In distillate fuels, where demand has been slower to recover than in gasoline, the EIA reported an inventory rise of 249,000 barrels for the week to June 19, up from a 1.4-million-barrel draw reported for the previous week. Production of distillates averaged 4.6 million bpd last week, compared with 4.5 million bpd a week earlier.
Refinery runs averaged 13.8 million bpd, up from 13.6 million bpd a week earlier.
Weekly Technical Analysis
Weekly August WTI Crude Oil
Trend Indicator Analysis
The main trend is down according to the weekly swing chart, however, momentum has been trending higher since the week-ending April 24. A trade through $41.63 will mean the momentum is getting stronger.
The main trend will actually turn up on a trade through $54.71. A move through $20.28 will signal a resumption of the downtrend.
The minor trend is up. This is controlling the upside momentum. A move through $41.63 will indicate the buying is getting stronger. A trade through $34.66 will change the minor trend to down. This will shift momentum to the downside.

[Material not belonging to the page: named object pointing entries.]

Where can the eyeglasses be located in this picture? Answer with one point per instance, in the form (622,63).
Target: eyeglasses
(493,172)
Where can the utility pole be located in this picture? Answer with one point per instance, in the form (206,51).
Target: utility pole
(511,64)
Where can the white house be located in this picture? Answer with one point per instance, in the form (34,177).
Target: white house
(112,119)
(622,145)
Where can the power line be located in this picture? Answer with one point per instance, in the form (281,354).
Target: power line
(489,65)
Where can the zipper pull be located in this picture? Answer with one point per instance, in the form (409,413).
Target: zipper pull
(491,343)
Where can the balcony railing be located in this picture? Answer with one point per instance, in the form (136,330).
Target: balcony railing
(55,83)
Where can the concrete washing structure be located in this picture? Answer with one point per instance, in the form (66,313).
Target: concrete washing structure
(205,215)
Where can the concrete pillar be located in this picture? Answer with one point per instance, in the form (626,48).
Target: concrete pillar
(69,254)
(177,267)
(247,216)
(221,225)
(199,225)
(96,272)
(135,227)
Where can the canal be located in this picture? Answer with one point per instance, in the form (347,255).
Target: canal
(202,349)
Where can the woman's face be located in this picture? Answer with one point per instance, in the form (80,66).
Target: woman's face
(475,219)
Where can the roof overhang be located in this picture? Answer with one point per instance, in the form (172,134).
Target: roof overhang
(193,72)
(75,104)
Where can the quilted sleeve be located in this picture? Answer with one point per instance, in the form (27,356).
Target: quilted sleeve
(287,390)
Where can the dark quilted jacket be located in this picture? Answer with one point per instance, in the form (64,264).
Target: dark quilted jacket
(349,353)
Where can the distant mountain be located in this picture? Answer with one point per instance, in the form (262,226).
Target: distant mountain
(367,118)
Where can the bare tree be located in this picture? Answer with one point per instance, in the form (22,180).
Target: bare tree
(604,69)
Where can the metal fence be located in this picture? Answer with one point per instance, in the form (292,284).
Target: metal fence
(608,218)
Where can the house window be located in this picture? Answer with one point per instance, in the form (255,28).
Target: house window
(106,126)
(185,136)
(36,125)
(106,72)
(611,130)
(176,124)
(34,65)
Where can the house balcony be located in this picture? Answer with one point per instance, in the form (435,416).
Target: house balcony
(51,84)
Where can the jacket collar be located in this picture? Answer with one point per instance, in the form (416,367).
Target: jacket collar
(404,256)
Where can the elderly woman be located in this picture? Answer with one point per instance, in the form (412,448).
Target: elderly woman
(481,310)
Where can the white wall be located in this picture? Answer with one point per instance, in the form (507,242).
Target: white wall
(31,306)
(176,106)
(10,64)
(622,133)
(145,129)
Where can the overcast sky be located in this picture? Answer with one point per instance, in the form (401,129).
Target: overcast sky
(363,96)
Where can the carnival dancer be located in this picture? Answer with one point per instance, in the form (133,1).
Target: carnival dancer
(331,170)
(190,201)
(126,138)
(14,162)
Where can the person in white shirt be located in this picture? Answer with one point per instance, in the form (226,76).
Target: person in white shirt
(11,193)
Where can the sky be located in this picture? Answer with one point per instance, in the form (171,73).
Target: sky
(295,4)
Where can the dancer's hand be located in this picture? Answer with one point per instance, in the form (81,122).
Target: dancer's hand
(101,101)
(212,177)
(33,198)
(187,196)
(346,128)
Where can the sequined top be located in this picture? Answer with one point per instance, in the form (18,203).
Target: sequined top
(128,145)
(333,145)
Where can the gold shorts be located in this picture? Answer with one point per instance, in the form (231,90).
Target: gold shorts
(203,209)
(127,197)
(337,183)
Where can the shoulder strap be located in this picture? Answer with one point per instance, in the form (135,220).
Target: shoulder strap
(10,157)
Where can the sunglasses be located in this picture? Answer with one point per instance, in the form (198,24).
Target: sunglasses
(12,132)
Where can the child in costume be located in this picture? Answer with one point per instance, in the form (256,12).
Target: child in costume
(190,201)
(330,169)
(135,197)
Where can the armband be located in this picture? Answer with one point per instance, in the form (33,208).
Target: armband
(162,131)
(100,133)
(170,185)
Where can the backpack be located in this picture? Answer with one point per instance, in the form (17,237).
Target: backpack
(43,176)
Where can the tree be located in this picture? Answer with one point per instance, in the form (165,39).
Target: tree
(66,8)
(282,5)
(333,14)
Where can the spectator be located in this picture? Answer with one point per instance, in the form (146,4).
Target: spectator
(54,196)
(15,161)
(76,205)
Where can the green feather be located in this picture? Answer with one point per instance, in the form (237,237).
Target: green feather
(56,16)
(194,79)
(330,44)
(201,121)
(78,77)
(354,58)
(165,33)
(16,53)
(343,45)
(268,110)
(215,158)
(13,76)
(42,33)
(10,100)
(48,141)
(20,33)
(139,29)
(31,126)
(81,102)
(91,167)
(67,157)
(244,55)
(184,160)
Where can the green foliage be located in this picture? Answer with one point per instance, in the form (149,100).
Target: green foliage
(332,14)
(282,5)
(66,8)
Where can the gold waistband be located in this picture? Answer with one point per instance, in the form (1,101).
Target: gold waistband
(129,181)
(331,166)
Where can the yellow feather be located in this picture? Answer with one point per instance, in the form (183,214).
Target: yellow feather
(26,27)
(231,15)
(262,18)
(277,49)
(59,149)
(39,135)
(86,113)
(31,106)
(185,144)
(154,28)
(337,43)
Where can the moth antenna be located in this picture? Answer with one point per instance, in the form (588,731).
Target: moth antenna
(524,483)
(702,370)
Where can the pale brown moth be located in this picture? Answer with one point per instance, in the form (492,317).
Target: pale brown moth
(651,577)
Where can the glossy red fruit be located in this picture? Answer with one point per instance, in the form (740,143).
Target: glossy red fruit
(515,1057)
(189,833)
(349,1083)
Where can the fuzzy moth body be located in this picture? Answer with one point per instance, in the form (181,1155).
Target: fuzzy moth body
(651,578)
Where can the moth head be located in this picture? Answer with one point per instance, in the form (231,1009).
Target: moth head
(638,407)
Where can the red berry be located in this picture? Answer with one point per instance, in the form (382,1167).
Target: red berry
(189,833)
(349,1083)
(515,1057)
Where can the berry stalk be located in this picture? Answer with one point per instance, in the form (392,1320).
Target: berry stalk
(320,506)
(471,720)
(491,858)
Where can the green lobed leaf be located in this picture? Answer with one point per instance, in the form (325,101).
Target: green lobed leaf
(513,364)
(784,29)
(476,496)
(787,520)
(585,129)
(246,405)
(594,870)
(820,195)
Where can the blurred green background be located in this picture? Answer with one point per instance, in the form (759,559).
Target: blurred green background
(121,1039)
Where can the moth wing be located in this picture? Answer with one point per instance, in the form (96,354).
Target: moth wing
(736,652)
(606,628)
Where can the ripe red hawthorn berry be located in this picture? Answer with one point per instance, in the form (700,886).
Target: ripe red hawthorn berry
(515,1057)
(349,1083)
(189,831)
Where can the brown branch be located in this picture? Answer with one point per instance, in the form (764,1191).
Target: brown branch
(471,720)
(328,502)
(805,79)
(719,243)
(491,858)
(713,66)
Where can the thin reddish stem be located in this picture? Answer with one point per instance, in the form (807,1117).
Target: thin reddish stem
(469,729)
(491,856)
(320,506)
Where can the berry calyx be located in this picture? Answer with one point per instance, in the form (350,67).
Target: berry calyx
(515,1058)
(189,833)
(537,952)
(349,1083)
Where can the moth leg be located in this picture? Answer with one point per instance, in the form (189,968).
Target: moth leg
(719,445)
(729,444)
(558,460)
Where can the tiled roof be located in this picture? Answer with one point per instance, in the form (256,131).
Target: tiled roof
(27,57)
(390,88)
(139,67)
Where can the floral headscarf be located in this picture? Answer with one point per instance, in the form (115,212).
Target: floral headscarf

The main range is $62.21 to $20.28. Its retracement zone at $41.25 to $46.19 is resistance. This zone stopped the rally this week.
The intermediate range is $54.71 to $20.28. Its retracement zone is $37.50 to $41.56. This is also resistance.
The combination of the two zones creates a strong resistance cluster at $41.25 to $41.56, which is pretty close to where the rally stopped at $41.63.
The short-term range is $20.28 to $41.63. If the minor trend changes to down then its retracement zone at $30.96 to $28.44 will become the primary downside target.
Weekly Technical Forecast
Based on this week’s price action, the direction of the August WTI crude oil futures contract the week-ending July 3 will be determined by trader reaction to the downtrending Gann angle at $37.21.
Bullish Scenario
A sustained move over $37.21 will indicate the presence of buyers. Overcoming the 50% level at $37.50 will indicate the buying is getting stronger.
Crossing to the strong side of the uptrending Gann angle at $40.28 will put the market in a position to extend the rally into $41.25 to $41.63. Overtaking $41.63 could trigger an acceleration to the upside with $46.19 the next likely upside target.
Bearish Scenario
A sustained move under $37.21 will signal the presence of sellers. This could trigger a break into the minor bottom at $34.66. Taking out this level will change the minor trend to down and could trigger an acceleration to the downside with the short-term 50% level at $30.96 the next likely target.
Technical Summary
The market is in a position to post its second potentially bearish closing price reversal top in three weeks. This is a strong indication that the selling is greater than the buying at current price levels.
If confirmed next week, sellers could drive the market lower for at least two to three weeks with the primary downside target the 50% level at $30.96. We are looking for this move.
Meanwhile, a trade through $41.63 will negate the chart pattern and could trigger an acceleration to the upside.